Parutions.com : Toujours dans ce monumental Gabriel Matzneff des Editions du Sandre, le philosophe René Schérer écrit : «Avec Nietzsche, à sa suite – et déjà Schopenhauer le tenait en germe –, le moi s’ouvre, se laisse traverser de toutes les forces qui l’emportent, se décentre ; il perd en identité stable ce qu’il gagne en puissance. Entendons, non pas en domination sur les autres, mais en expérience de vie». L’iconographe Karine Saint-Martin, elle, parait plus circonspecte. Dans son article «Gabriel Matzneff et Fiodor Dostoïevski, un héritage spirituel», traçant un parallèle entre le Stavroguine des Démons et votre personnage Nil Kolytcheff – un de vos doubles romanesques, pour faire court –, elle s’interroge : le «galop d’enfer» de ce dernier, son cynisme, que comportent-ils de négation de l’autre ? D’un côté un «moi» ouvert, de l’autre un «moi» négateur de l’autre : que vous inspirent ces notations contradictoires ?

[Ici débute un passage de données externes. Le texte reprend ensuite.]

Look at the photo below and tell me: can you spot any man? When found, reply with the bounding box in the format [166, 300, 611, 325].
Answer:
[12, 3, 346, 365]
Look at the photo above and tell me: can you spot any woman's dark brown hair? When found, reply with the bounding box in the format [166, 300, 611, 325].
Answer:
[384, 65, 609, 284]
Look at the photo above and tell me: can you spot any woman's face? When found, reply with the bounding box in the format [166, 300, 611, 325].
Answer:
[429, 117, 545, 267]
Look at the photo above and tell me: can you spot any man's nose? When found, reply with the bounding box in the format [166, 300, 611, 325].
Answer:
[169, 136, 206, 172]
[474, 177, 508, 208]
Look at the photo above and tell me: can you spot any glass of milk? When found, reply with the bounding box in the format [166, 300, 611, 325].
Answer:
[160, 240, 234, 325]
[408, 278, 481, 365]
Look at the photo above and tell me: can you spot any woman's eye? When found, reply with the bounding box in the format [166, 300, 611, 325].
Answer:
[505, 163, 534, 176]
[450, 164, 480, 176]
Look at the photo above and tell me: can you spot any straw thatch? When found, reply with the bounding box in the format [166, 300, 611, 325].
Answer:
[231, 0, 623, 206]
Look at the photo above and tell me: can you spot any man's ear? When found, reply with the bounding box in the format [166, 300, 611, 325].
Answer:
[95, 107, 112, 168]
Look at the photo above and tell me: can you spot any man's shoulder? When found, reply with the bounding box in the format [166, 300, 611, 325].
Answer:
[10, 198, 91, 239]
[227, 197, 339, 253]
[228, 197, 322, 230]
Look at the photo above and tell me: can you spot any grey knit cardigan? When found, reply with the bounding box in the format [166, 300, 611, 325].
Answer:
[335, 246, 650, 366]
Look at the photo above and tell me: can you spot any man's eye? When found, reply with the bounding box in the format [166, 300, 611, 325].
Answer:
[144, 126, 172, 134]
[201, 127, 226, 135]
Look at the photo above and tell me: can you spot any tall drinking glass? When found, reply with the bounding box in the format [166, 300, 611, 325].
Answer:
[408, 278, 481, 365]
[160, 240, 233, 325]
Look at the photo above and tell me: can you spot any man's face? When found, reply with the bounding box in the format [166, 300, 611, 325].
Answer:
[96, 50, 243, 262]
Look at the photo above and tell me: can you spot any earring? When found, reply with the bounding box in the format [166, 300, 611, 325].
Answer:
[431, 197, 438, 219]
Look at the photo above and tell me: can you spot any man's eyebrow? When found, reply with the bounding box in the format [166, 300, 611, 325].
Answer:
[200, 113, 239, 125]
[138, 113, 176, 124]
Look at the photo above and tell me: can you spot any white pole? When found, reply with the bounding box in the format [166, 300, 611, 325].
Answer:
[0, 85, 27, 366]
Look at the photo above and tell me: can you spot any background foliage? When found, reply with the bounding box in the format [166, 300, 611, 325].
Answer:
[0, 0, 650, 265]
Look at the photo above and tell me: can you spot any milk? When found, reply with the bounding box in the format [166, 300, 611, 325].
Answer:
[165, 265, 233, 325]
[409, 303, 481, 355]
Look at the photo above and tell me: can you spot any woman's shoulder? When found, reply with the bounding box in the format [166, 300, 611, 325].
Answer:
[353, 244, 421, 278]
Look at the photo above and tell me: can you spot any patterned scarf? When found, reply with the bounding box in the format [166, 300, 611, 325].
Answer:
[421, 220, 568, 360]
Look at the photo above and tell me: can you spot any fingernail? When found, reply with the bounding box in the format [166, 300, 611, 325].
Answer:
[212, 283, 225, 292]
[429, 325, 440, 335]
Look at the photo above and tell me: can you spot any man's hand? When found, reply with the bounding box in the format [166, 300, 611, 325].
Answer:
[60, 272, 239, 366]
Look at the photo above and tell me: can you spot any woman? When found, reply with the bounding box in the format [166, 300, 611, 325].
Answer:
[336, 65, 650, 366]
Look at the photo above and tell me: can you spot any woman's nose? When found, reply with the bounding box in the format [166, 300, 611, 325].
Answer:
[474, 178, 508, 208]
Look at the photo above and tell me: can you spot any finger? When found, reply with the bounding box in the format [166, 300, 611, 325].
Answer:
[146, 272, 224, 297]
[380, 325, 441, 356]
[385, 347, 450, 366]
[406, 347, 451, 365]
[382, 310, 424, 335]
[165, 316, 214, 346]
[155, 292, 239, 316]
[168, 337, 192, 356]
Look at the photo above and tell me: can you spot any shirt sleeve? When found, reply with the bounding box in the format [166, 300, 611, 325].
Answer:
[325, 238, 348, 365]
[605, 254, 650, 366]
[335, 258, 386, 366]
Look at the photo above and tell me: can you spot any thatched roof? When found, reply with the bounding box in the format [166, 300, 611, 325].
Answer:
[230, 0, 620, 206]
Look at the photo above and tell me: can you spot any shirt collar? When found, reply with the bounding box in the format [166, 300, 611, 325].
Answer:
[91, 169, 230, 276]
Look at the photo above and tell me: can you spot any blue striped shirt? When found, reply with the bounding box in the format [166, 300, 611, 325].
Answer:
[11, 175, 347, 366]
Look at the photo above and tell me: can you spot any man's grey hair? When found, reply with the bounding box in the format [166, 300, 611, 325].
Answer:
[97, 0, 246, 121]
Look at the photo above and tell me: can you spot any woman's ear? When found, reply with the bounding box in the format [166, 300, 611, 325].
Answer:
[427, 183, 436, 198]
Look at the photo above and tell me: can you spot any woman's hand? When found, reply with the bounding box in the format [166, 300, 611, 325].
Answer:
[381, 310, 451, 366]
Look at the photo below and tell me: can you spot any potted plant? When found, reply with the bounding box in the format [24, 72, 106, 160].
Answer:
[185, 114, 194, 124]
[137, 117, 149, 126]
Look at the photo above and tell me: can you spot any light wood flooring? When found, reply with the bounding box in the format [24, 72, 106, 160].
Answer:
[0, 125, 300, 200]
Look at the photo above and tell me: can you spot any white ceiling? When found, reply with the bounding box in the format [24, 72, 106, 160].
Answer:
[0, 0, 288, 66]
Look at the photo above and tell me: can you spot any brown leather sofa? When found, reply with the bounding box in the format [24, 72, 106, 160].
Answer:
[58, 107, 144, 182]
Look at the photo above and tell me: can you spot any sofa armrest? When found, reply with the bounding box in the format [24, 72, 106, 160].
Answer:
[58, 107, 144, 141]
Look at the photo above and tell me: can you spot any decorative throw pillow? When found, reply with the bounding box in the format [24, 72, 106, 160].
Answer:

Gabriel Matzneff : Les deux sont vraies. Sans la crise douloureuse et libératrice née mon divorce, de ma rupture (d’ailleurs provisoire) avec l’Église, je n’aurais pas écrit mes meilleurs livres, je ne serais pas devenu pleinement moi-même, et René Schérer a raison de l’observer. Mais Karine Saint-Martin a raison, elle aussi, et moi-même, en tant que romancier, à travers un personnage que j’ai créé, protagoniste de deux de mes romans, Ivre du vin perdu (1981) et Harrison Plaza (1988), le banquier Rodin, jouisseur cynique chez qui la jouissance et le cynisme ont éteint la sensibilité, endurci le cœur, je décris cette insensibilité grandissante, ce durcissement du cœur qu’entraine parfois une vie de débauche. C’est clair chez Mozart dans la dernière scène entre Don Giovanni et Donn’ Elvira, cela ne l’est pas moins chez le Stavroguine de Dostoïevski et chez mon Rodin. C’est à Rodin que Mlle Saint-Martin aurait dû se référer, plutôt qu’à Kolytcheff qui, nonobstant ses débauches, demeure un cœur tendre, une âme sensible, capable de souffrance, capable d’amour. René Schérer est fouriériste, nullement hostile à une sexualité débridée, il y voit une féconde source libertaire, et il appelle «expérience de vie» ce qu’une chrétienne telle que Karine Saint-Martin baptise «négation de l’autre». C’est une question d’angle de vue, et aussi de vocabulaire.